MY PERSONAL WAR ON PLASTIC
The Atlantic
|August 2025
What happened when I tried to eliminate it from my family's life
I used to love my Teflon pans. I crisped tofu, fried latkes, and reduced sauces to sticky glazes in them, marveling at how cleanup never took more than a swipe of a sponge. Then I started to worry that my skillets might kill me.
The lining on the inside of a nonstick pan is made of plastic. When heated, it can release toxic fumes; when scratched, it can chip off, blending in with tasty bits of char and grains of pepper. “Data indicates that there are no health effects from the incidental ingestion of nonstick coating flakes,” the company that produces Teflon says, noting that the government has deemed the cookware “safe for consumer use.” Still, it warns people to turn their burners down and air vents up when they use their nonstick pans, and to avoid preheating them empty.

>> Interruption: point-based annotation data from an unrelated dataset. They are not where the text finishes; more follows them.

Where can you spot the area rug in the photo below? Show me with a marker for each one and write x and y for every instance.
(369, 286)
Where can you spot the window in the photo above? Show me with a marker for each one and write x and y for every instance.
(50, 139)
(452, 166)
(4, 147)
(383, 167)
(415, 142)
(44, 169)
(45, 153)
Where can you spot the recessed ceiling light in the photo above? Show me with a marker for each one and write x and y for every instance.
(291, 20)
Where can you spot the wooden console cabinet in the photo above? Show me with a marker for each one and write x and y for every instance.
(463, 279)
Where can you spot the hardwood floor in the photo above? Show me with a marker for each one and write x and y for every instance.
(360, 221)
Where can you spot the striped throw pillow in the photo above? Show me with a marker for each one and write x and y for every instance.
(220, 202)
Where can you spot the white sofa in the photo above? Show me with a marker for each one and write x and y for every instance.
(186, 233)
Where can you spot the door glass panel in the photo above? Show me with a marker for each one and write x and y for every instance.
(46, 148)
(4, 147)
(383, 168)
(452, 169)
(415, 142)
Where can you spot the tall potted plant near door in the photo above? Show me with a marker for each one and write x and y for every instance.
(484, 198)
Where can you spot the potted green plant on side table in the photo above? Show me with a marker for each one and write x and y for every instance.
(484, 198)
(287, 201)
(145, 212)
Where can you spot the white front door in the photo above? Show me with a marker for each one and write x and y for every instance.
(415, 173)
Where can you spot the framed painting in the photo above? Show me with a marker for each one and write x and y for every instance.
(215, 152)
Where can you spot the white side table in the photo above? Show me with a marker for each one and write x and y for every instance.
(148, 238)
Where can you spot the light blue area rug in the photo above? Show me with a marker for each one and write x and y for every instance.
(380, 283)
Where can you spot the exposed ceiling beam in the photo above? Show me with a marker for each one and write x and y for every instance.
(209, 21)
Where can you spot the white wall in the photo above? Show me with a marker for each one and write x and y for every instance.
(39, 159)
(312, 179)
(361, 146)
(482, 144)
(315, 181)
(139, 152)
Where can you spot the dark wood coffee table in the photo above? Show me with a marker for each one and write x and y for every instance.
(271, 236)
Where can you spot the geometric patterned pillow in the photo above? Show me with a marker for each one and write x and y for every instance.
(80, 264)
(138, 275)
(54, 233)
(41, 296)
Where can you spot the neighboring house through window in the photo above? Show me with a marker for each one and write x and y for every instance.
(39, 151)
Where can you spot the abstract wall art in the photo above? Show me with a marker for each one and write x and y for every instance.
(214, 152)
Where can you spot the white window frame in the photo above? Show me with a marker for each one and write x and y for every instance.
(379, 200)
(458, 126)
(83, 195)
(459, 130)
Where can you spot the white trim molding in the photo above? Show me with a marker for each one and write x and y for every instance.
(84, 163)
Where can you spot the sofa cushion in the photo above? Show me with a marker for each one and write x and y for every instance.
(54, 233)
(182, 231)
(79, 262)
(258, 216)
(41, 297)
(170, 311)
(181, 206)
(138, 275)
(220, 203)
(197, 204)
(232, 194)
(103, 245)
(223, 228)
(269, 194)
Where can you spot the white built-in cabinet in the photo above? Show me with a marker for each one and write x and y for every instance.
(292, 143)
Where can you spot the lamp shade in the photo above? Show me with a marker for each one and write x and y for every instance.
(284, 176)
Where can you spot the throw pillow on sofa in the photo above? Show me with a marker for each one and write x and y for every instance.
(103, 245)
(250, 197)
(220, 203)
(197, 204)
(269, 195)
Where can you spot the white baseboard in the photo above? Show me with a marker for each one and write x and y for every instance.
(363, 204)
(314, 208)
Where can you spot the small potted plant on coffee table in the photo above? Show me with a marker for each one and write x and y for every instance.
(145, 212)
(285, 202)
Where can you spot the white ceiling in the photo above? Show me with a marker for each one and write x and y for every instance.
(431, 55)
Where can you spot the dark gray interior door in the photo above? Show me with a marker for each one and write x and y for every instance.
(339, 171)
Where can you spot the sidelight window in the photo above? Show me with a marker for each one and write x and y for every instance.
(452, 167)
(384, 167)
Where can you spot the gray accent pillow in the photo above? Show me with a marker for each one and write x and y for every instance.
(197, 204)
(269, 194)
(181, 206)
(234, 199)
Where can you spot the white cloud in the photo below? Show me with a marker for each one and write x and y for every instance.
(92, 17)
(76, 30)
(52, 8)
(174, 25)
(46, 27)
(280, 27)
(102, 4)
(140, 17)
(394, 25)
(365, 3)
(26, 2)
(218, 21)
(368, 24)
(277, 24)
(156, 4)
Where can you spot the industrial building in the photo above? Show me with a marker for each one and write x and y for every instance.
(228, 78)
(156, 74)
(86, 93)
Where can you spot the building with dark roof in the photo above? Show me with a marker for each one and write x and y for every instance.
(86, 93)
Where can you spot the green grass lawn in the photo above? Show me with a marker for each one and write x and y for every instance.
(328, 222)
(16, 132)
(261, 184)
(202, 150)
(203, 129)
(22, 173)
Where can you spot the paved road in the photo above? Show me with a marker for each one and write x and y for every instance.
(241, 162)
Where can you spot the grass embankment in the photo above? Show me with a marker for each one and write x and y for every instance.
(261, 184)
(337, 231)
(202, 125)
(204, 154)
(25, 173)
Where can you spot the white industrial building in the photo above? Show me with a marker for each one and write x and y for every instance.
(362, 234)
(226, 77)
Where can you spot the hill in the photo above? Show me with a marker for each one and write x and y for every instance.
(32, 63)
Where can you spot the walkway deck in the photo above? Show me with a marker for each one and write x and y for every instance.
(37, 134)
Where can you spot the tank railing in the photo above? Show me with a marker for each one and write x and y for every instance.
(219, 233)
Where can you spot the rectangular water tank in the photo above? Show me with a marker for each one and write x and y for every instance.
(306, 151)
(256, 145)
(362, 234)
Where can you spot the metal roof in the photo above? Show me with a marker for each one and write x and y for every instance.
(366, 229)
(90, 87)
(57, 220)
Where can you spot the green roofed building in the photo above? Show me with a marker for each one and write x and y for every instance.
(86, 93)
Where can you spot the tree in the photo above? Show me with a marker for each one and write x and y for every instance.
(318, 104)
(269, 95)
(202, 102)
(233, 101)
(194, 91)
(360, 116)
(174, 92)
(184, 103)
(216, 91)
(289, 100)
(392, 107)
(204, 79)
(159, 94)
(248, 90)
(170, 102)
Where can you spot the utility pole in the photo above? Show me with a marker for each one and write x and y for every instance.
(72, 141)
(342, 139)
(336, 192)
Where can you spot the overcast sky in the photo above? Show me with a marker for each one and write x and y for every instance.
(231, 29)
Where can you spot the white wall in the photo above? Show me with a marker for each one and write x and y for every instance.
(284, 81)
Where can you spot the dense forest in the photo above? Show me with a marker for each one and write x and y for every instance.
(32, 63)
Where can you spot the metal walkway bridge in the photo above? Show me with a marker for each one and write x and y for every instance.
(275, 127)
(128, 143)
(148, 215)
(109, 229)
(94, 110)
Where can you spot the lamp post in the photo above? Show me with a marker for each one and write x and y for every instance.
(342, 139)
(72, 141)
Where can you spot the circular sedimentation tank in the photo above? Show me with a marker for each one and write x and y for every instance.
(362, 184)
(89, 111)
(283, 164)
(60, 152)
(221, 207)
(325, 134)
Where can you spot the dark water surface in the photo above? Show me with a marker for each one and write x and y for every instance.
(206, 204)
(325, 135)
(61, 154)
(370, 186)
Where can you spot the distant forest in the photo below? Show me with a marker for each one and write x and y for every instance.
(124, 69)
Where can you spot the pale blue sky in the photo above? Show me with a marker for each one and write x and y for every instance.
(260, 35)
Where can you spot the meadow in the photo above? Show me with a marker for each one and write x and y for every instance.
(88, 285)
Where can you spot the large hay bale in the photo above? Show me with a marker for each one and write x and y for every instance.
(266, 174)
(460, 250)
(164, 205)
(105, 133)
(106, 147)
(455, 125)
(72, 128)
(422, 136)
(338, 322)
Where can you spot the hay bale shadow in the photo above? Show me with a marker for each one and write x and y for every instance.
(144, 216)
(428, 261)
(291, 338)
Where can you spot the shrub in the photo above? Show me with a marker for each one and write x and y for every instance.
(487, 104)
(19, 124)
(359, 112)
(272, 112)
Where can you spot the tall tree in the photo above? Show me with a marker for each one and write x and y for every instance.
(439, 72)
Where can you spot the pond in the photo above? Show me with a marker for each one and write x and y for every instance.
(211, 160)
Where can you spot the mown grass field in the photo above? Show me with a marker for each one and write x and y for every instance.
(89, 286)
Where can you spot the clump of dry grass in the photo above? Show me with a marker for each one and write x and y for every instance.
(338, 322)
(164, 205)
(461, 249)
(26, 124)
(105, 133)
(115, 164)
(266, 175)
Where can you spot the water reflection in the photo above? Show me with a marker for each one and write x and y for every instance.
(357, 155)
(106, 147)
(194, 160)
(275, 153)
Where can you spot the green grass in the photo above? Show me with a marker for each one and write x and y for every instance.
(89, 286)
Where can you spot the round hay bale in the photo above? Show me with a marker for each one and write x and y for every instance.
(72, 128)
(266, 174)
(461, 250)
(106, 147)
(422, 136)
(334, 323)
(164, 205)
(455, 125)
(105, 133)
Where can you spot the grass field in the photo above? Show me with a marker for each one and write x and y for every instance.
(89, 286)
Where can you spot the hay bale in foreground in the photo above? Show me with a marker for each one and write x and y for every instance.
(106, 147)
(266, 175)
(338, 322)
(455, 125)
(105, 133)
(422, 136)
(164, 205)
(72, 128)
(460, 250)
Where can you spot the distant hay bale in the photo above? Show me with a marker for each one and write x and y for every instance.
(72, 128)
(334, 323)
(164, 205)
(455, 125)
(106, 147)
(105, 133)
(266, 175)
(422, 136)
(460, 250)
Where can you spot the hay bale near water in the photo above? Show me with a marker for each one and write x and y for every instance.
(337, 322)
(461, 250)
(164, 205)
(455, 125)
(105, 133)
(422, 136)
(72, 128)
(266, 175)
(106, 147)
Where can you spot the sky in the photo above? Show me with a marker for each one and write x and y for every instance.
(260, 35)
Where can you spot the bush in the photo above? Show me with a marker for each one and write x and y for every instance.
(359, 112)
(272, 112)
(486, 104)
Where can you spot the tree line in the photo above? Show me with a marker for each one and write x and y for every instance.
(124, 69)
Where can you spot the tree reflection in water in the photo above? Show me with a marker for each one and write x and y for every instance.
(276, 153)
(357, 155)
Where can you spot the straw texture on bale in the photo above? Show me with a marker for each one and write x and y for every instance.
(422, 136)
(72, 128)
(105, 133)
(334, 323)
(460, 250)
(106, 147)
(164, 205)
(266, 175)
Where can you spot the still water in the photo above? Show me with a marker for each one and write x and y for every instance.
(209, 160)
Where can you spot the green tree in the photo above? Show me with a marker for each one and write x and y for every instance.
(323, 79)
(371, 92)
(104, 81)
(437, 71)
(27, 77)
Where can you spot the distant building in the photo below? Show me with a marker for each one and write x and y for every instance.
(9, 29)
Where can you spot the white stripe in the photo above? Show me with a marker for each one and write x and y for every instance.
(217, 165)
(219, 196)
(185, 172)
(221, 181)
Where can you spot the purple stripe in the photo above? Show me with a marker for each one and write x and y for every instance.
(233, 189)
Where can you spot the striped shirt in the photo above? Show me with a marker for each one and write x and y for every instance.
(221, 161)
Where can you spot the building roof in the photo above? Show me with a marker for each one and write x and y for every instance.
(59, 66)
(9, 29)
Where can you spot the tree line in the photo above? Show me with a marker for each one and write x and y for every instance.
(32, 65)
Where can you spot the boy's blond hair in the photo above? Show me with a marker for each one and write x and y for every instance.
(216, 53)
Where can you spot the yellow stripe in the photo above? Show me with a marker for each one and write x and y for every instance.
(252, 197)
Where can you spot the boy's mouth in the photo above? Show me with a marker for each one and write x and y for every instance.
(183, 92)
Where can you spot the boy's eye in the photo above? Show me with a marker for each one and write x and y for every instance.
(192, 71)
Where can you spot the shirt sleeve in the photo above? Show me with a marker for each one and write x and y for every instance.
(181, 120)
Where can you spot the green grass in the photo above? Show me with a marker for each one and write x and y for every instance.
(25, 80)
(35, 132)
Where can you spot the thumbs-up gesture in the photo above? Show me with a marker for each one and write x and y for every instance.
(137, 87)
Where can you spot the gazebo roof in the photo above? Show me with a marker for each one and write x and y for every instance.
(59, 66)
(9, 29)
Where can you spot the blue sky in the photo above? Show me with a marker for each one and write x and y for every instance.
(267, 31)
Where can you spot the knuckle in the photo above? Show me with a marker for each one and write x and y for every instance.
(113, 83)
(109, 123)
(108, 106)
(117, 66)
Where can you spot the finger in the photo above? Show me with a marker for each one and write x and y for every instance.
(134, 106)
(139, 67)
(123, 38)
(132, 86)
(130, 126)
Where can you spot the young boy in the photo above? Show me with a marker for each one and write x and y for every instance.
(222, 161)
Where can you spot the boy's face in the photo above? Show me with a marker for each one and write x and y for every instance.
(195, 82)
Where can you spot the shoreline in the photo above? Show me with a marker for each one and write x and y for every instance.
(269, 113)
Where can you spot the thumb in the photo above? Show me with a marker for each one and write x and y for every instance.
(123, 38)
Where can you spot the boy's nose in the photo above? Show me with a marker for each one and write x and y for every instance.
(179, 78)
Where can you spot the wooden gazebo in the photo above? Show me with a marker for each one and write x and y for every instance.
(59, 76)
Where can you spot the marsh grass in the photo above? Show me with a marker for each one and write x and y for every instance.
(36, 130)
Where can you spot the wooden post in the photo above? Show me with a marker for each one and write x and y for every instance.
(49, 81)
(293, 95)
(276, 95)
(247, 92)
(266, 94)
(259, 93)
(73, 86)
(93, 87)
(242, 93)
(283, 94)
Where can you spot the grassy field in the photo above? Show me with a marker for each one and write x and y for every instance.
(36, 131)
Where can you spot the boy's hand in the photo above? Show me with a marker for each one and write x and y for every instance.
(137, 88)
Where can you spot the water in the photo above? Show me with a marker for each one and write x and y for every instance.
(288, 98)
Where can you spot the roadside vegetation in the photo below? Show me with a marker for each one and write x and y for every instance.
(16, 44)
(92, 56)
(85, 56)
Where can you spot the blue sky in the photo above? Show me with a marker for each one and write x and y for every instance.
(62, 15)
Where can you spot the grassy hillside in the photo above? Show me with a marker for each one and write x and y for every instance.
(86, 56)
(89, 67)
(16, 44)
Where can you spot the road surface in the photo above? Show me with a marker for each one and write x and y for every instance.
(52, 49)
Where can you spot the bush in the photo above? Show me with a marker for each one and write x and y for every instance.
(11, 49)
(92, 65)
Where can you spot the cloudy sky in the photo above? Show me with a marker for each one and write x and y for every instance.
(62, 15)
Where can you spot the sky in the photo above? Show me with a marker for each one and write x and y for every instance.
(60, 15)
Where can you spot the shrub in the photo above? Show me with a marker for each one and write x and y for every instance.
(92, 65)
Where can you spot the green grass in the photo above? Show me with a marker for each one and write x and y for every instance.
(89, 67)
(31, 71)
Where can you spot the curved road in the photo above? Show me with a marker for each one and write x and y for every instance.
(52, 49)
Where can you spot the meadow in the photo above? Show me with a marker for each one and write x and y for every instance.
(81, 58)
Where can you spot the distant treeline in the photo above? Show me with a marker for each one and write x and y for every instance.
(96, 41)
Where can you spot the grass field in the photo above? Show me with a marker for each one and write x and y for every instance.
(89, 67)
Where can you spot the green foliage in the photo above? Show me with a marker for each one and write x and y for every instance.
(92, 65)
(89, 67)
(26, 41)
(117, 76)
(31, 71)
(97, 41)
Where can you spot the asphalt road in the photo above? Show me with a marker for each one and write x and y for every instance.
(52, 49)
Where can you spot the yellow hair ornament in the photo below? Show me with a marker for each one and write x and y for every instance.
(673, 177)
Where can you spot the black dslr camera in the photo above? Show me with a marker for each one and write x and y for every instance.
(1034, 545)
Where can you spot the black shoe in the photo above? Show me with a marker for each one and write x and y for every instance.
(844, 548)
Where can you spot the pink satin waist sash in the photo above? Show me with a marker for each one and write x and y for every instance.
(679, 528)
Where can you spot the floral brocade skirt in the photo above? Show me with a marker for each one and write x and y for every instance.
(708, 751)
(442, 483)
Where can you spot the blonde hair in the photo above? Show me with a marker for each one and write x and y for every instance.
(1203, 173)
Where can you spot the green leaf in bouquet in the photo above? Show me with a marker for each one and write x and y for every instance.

Other data, a lot of data, suggest that ingesting plastic can damage your organs, suppress your immune system, harden your veins, and predispose you to neuro-degenerative diseases and cancer. Pet birds have died of the “Teflon flu” after breathing in the smoke from their owners’ overheated pans. (Birds’ lungs are especially susceptible to toxic gases.) A story about a budgie did it for me. I tossed my nonstick pans into the trash, over my husband's objections.
Thus began my slowly escalating, dimly informed campaign to rid my body and life of plastics. I heard a local-radio report on colorectal cancer and impulse-purchased metal baby spoons for my kids at 3 a.m. I recalled a column on endocrine disrupters from who knows when and started drinking my iced coffee from a metal-lined tumbler. I read something about how flexible plastic is particularly problematic and threw out the cling wrap. I got rid of our black plastic spatulas too, after one of my colleagues reported that they might contain flame retardant, which you're really not supposed to eat.